ESTADO VAI SUSPENDER ATIVIDADE DE EMPRESAS QUE POLUAM RIOS

O Ministro do Ambiente, João Matos Fernandes, anunciou que o Estado vai «aplicar, no imediato, medidas cautelares sempre que se confrontar com fenómenos de poluição graves e aos quais conseguir atribuir a responsabilidade» nos cursos de água.

Matos Fernandes, que intervinha na audição na Comissão de Ambiente, Ordenamento do Território, Descentralização, Poder Local e Habitação da Assembleia da República, acrescentou que a intervenção das entidades fiscalizadoras poderá passar pela suspensão de algumas atividades ou mesmo pelo encerramento preventivo da unidade poluidora.

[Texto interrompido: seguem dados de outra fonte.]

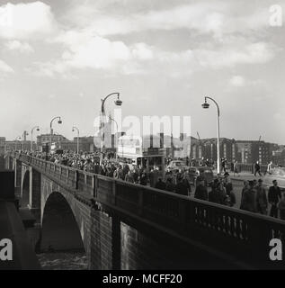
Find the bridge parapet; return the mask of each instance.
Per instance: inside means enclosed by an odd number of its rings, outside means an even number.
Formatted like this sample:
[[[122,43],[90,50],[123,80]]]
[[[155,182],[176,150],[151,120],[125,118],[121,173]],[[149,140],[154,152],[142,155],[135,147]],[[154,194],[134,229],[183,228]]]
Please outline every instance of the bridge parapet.
[[[264,263],[270,266],[270,240],[283,239],[285,235],[285,222],[281,220],[78,171],[33,157],[18,158],[76,191],[76,195],[87,194],[103,211],[115,211],[123,218],[167,230],[184,241],[202,243],[256,266],[264,267]]]

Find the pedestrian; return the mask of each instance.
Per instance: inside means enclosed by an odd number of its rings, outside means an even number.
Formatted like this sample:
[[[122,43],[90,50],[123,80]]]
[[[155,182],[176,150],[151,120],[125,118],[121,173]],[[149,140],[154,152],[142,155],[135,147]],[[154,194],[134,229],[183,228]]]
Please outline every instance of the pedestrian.
[[[167,178],[166,180],[166,186],[165,190],[168,192],[174,192],[175,191],[175,184],[173,183],[171,178]]]
[[[254,189],[254,181],[249,181],[249,188],[244,191],[241,209],[256,212],[256,191]]]
[[[224,203],[224,196],[219,191],[219,182],[218,179],[214,180],[211,184],[211,191],[209,193],[209,201],[217,204]]]
[[[240,209],[244,210],[243,207],[243,197],[245,194],[245,192],[247,191],[249,189],[249,182],[248,181],[244,181],[244,188],[242,190],[242,196],[241,196],[241,202],[240,202]]]
[[[205,181],[203,178],[200,176],[197,177],[196,180],[197,186],[195,190],[195,194],[194,197],[196,199],[200,199],[200,200],[208,200],[208,191],[207,188],[205,187]]]
[[[226,199],[225,203],[227,206],[233,207],[236,203],[236,194],[234,193],[233,184],[230,182],[229,174],[227,172],[225,173],[224,178],[224,187],[226,189]]]
[[[160,190],[165,190],[166,189],[165,182],[164,182],[163,179],[159,177],[157,183],[156,184],[155,188],[160,189]]]
[[[147,186],[147,174],[146,173],[142,173],[140,177],[139,177],[139,184],[141,185]]]
[[[269,188],[268,191],[268,202],[272,205],[270,216],[278,218],[278,202],[281,199],[281,191],[278,186],[277,180],[272,181],[273,185]]]
[[[266,173],[268,173],[269,175],[272,174],[272,161],[270,161],[270,163],[267,165],[267,170],[265,171],[264,176],[266,175]]]
[[[189,191],[191,192],[191,186],[188,181],[183,178],[177,183],[175,190],[178,194],[188,196]]]
[[[285,220],[285,193],[283,193],[283,198],[278,204],[278,209],[280,211],[281,219]]]
[[[256,173],[259,174],[260,176],[262,176],[262,173],[260,171],[261,167],[260,167],[260,165],[259,165],[259,162],[256,161],[255,165],[254,165],[254,169],[255,169],[255,172],[254,172],[254,176],[256,176]]]
[[[256,208],[257,212],[267,215],[267,196],[265,189],[263,187],[263,180],[258,180],[258,185],[256,186]]]
[[[236,160],[234,162],[234,176],[236,176],[236,174],[239,176],[238,163]]]

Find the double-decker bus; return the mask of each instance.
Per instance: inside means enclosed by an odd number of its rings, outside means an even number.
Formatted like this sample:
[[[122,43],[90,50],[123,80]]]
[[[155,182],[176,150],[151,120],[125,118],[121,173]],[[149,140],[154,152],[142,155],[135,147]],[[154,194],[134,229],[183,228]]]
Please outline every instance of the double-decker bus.
[[[144,148],[143,140],[139,136],[121,136],[118,140],[117,155],[120,162],[129,166],[141,166],[147,172],[152,167],[158,167],[165,173],[166,150],[160,148]]]

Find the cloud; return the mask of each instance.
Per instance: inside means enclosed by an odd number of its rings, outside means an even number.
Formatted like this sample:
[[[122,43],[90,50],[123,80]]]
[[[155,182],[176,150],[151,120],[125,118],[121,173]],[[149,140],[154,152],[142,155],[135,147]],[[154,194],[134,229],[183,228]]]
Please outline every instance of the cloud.
[[[277,48],[270,43],[225,43],[217,50],[198,50],[195,56],[202,67],[230,68],[239,64],[263,64],[274,58]]]
[[[6,23],[0,24],[0,37],[5,39],[43,38],[56,26],[50,7],[39,1],[9,3],[0,6],[0,14],[6,14]]]
[[[16,50],[20,51],[21,53],[32,53],[34,52],[33,48],[27,42],[21,42],[19,40],[11,40],[6,42],[5,48],[9,50]]]
[[[235,4],[235,8],[232,2],[219,0],[191,4],[176,1],[172,4],[158,5],[156,9],[155,4],[142,7],[141,4],[132,1],[116,4],[116,1],[99,4],[97,1],[87,1],[84,6],[76,5],[66,19],[80,27],[88,26],[101,36],[185,29],[221,37],[234,32],[263,31],[268,27],[270,16],[268,5],[258,9],[254,5],[253,13],[250,7],[248,11],[245,9],[242,2]]]
[[[241,87],[245,85],[245,79],[239,75],[234,76],[230,78],[229,83],[236,87]]]
[[[13,69],[8,64],[6,64],[4,61],[0,59],[0,72],[13,73]]]

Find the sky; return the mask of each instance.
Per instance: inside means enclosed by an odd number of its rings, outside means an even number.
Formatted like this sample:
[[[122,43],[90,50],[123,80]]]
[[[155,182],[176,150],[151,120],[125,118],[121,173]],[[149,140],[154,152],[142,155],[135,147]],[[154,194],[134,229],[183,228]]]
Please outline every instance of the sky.
[[[278,0],[0,0],[0,136],[39,125],[94,135],[123,117],[191,116],[191,135],[285,144],[285,9]],[[113,99],[115,100],[115,99]],[[106,102],[106,112],[114,109]],[[124,128],[123,128],[124,129]]]

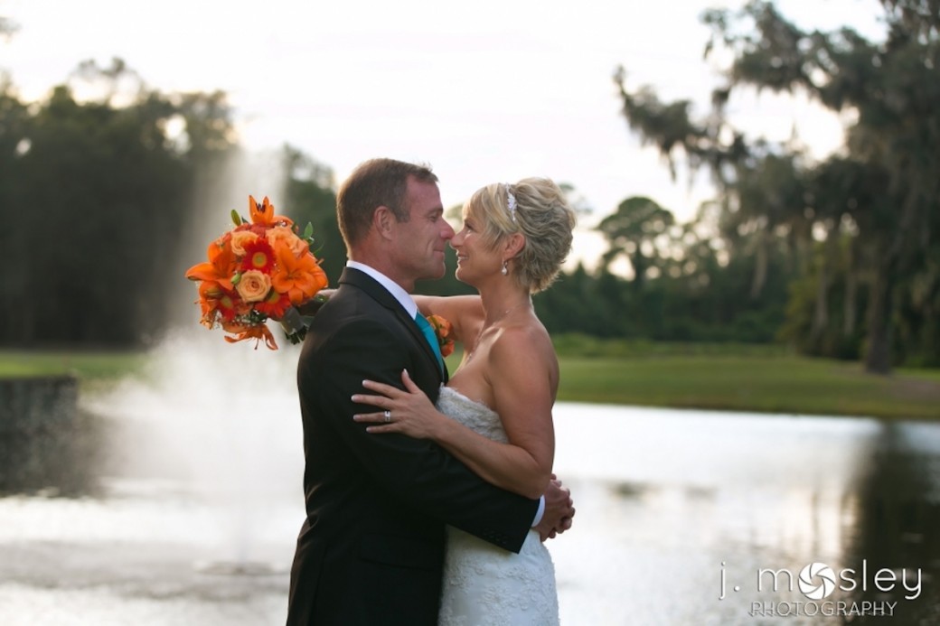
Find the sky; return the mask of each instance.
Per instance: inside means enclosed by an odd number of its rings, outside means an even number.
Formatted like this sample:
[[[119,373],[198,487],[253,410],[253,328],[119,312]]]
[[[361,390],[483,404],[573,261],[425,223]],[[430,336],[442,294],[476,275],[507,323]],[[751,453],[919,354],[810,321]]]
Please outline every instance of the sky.
[[[592,209],[573,255],[589,264],[603,243],[592,227],[623,199],[648,196],[687,221],[711,195],[704,177],[673,181],[630,133],[615,69],[625,67],[628,89],[650,86],[704,115],[720,77],[702,57],[699,16],[742,4],[0,0],[20,27],[0,39],[0,70],[34,100],[84,60],[119,57],[151,88],[226,91],[246,148],[290,143],[337,181],[377,156],[430,164],[446,207],[494,181],[569,183]],[[803,27],[881,39],[877,0],[776,5]],[[816,156],[841,142],[839,119],[799,98],[742,96],[729,113],[755,136],[784,139],[795,126]]]

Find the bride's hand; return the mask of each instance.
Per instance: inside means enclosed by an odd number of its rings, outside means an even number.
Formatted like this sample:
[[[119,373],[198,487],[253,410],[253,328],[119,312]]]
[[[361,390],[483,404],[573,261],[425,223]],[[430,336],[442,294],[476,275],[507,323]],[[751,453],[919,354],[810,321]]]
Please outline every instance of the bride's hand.
[[[400,432],[415,439],[434,439],[435,425],[440,423],[440,419],[446,418],[437,412],[424,392],[415,384],[408,370],[402,370],[401,383],[404,384],[404,391],[390,384],[363,381],[362,386],[381,395],[355,394],[352,401],[371,404],[382,411],[357,414],[352,415],[352,419],[366,424],[378,424],[367,428],[367,432]]]

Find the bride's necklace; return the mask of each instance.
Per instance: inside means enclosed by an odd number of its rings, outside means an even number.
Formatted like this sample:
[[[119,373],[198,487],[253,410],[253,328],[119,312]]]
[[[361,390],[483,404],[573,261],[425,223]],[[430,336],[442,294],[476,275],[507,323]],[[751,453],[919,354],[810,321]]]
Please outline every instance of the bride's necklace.
[[[467,362],[469,362],[470,359],[473,358],[473,355],[477,352],[477,348],[479,346],[479,340],[483,337],[483,333],[485,333],[486,331],[488,331],[491,328],[494,327],[500,321],[502,321],[507,317],[509,317],[509,313],[511,313],[512,311],[516,310],[520,306],[531,307],[532,306],[532,301],[531,300],[527,300],[525,302],[521,302],[518,305],[514,305],[512,306],[509,306],[509,308],[505,309],[502,313],[500,313],[499,317],[497,317],[495,320],[494,320],[493,321],[491,321],[489,324],[485,324],[484,323],[480,327],[479,332],[477,333],[477,338],[474,340],[473,350],[471,350],[469,352],[467,352],[467,356],[466,356]]]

«Esta será uma grande mudança, à qual a lei dá cobertura - como não poderia deixar de ser -, mas que, se foi aplicada no passado, o foi de forma muito esporádica. Agora, passará a ser regra», disse.

Reforço da vigilância

O Ministro anunciou também o reforço da Inspeção Geral da Agricultura, Mar, Ambiente e Ordenamento do Território, que «passará a ter um piquete de prevenção permanente, enquadrada em regime de prevenção, piquete e turno, de forma a garantir a rápida mobilização para situações que, pela sua dimensão, natureza ou complexidade, por razões de oportunidade de intervenção, justifiquem esta mobilização urgente».

Serão disponibilizados drones às autoridades ambientais para videovigilância aérea.

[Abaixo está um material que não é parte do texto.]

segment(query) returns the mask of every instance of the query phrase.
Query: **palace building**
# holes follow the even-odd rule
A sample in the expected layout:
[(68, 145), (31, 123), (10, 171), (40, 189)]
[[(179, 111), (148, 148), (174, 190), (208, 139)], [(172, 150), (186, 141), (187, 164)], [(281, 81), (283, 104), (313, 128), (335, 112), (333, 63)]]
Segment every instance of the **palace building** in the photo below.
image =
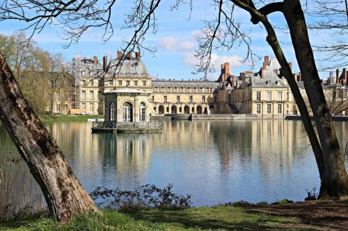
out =
[[(134, 122), (166, 114), (247, 114), (275, 119), (298, 114), (287, 82), (279, 76), (280, 66), (275, 58), (265, 56), (260, 71), (247, 71), (238, 76), (231, 74), (230, 64), (226, 62), (218, 79), (212, 81), (154, 78), (139, 52), (135, 56), (129, 53), (121, 62), (123, 55), (118, 51), (109, 62), (104, 56), (102, 63), (97, 56), (74, 57), (75, 80), (70, 108), (60, 111), (61, 107), (54, 107), (54, 112), (105, 114), (110, 121)], [(344, 69), (340, 75), (338, 70), (336, 80), (331, 74), (323, 83), (324, 93), (331, 98), (335, 96), (336, 101), (347, 98), (347, 73)], [(294, 74), (294, 78), (306, 97), (301, 73)]]

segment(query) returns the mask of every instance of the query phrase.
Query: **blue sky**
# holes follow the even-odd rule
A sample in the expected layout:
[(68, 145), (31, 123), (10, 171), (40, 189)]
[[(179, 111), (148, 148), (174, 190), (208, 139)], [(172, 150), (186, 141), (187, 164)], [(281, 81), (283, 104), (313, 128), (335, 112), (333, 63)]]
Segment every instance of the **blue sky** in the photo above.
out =
[[(88, 31), (81, 37), (78, 44), (72, 44), (69, 48), (64, 49), (63, 45), (67, 42), (60, 37), (63, 35), (61, 29), (57, 26), (48, 26), (40, 34), (35, 35), (33, 39), (38, 46), (52, 53), (62, 53), (67, 61), (70, 61), (74, 55), (92, 57), (97, 55), (102, 59), (103, 55), (116, 57), (116, 51), (120, 49), (121, 41), (123, 38), (132, 34), (130, 31), (120, 30), (123, 24), (124, 14), (130, 10), (131, 1), (119, 1), (113, 8), (113, 24), (115, 33), (113, 37), (104, 43), (102, 40), (102, 29)], [(179, 10), (170, 10), (170, 5), (173, 1), (164, 1), (163, 4), (158, 9), (156, 17), (159, 26), (156, 35), (148, 34), (146, 37), (146, 44), (155, 46), (157, 52), (155, 55), (144, 53), (142, 57), (148, 72), (153, 76), (158, 75), (159, 78), (191, 79), (200, 78), (202, 74), (193, 75), (196, 60), (193, 56), (196, 47), (195, 35), (203, 26), (202, 20), (212, 19), (216, 15), (214, 6), (209, 5), (207, 1), (193, 1), (193, 8), (190, 20), (187, 20), (189, 15), (188, 6), (181, 6)], [(274, 55), (265, 37), (266, 33), (260, 26), (255, 26), (250, 23), (250, 17), (243, 10), (239, 10), (235, 14), (237, 20), (243, 22), (243, 28), (248, 31), (251, 28), (251, 37), (252, 39), (251, 48), (258, 55), (262, 58), (254, 67), (253, 70), (258, 71), (262, 66), (264, 55)], [(283, 25), (285, 22), (283, 16), (275, 14), (270, 16), (271, 22)], [(16, 30), (24, 28), (24, 23), (14, 21), (7, 21), (0, 23), (3, 34), (10, 35)], [(26, 32), (27, 34), (30, 31)], [(290, 35), (279, 32), (278, 40), (282, 43), (283, 51), (287, 59), (293, 62), (294, 71), (299, 69), (294, 58), (294, 53), (291, 45), (286, 44), (290, 41)], [(318, 42), (318, 35), (311, 33), (311, 40), (314, 42)], [(320, 35), (320, 39), (329, 40), (328, 35)], [(238, 60), (245, 57), (245, 47), (239, 47), (230, 51), (219, 51), (213, 54), (214, 64), (216, 72), (209, 76), (209, 78), (215, 80), (219, 74), (220, 64), (229, 62), (231, 72), (238, 74), (241, 71), (252, 69), (248, 63), (241, 63)], [(318, 54), (319, 60), (322, 55)], [(320, 73), (322, 78), (326, 79), (329, 76), (326, 72)]]

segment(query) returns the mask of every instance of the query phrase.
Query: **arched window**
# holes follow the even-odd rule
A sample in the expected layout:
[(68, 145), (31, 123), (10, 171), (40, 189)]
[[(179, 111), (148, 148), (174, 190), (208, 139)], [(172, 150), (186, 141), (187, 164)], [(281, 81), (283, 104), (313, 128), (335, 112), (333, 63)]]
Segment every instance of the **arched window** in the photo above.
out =
[(123, 122), (133, 122), (133, 107), (129, 103), (123, 103)]
[(139, 107), (139, 121), (144, 122), (145, 118), (146, 105), (143, 102), (140, 104)]
[(110, 121), (116, 121), (116, 105), (115, 103), (111, 102), (110, 103)]

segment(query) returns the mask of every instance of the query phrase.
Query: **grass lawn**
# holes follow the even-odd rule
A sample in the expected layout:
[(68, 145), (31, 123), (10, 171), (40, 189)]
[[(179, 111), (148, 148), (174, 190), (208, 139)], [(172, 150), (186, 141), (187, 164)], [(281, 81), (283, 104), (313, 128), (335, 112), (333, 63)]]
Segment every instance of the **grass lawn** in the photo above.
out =
[(154, 209), (128, 214), (104, 211), (102, 216), (78, 216), (66, 225), (43, 216), (0, 223), (0, 230), (292, 230), (298, 222), (294, 217), (216, 206), (184, 210)]
[(87, 119), (104, 119), (104, 115), (49, 114), (40, 115), (39, 118), (43, 123), (55, 121), (87, 121)]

«Em três meses, estes meios estarão em funcionamento. Estes novos meios permitirão em tempo real ter notícia de alterações à qualidade da água e identificar o ponto de origem do efluente, de modo a incutir maior rapidez na identificação e na cessação da situação de infração», explicou Matos Fernandes.

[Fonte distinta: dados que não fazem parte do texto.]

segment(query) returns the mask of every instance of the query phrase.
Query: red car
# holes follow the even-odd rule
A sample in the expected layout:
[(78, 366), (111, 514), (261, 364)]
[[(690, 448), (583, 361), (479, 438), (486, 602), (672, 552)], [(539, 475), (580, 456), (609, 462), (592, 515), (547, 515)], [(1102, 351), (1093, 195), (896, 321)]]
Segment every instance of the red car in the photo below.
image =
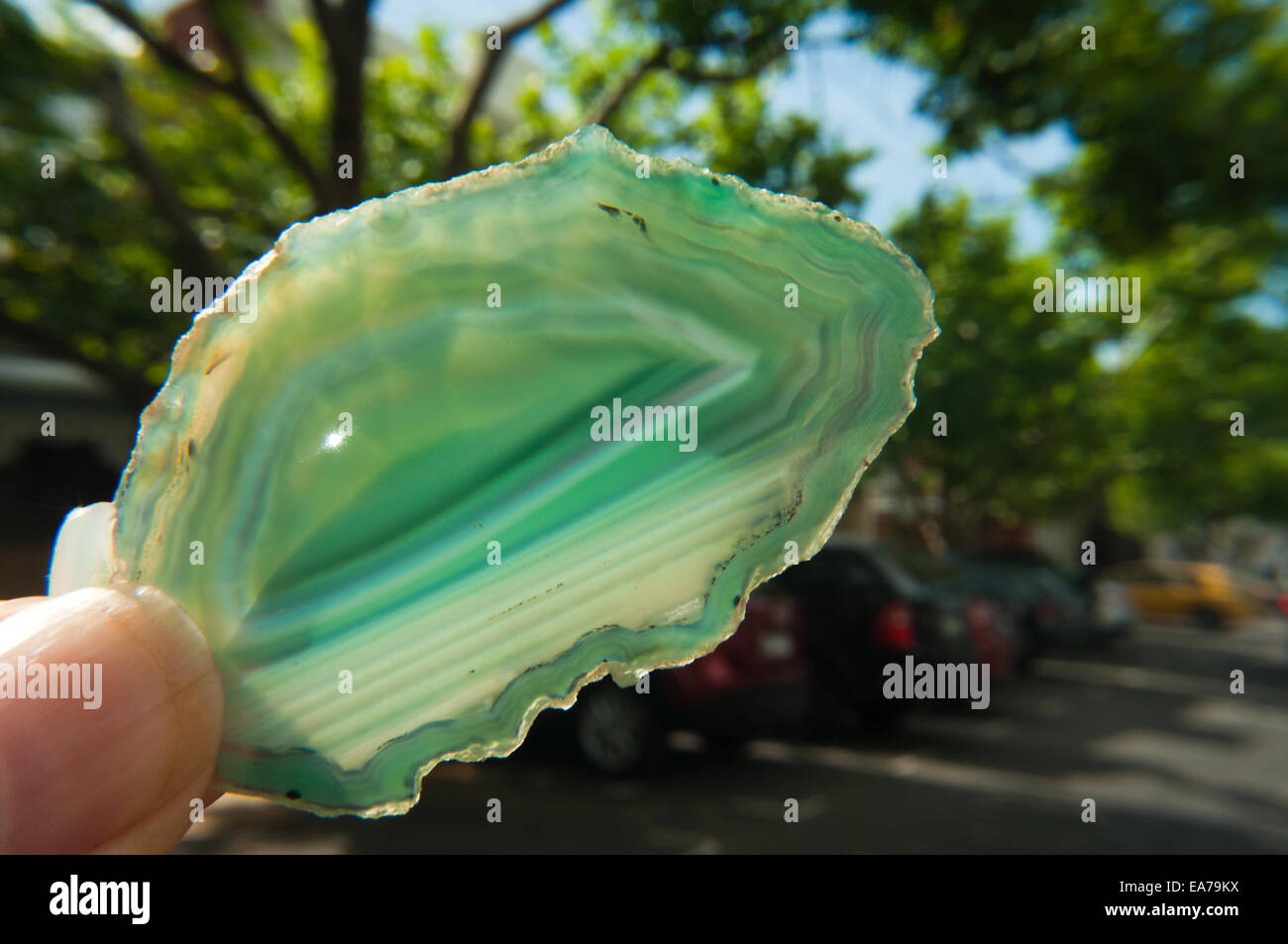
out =
[(728, 743), (797, 726), (810, 706), (804, 634), (792, 596), (756, 590), (733, 636), (696, 662), (650, 672), (647, 693), (612, 679), (583, 689), (568, 711), (578, 752), (598, 770), (627, 774), (648, 768), (677, 728)]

Uma parcela do orçamento do Fundo Ambiental será destinado à realização das despesas associadas a esta nova política, pois «as medidas potestativas que visam assegurar a eficácia das normas ambientais levarão, num primeiro momento, a encargos».

Matos Fernandes anunciou também que se reunirá com a Procuradora-Geral da República «com o objetivo de, conjugadamente, sermos mais eficientes na ação quando há infrações ambientais».

O Ministro referiu que as coimas resultantes das contraordenações ambientais são avultadas, mas «quando são contestadas e impugnadas perante os tribunais, o que, aliás, acontece quase sempre, conduzem a sentenças que, por vezes, não valoram devidamente o bem jurídico Ambiente».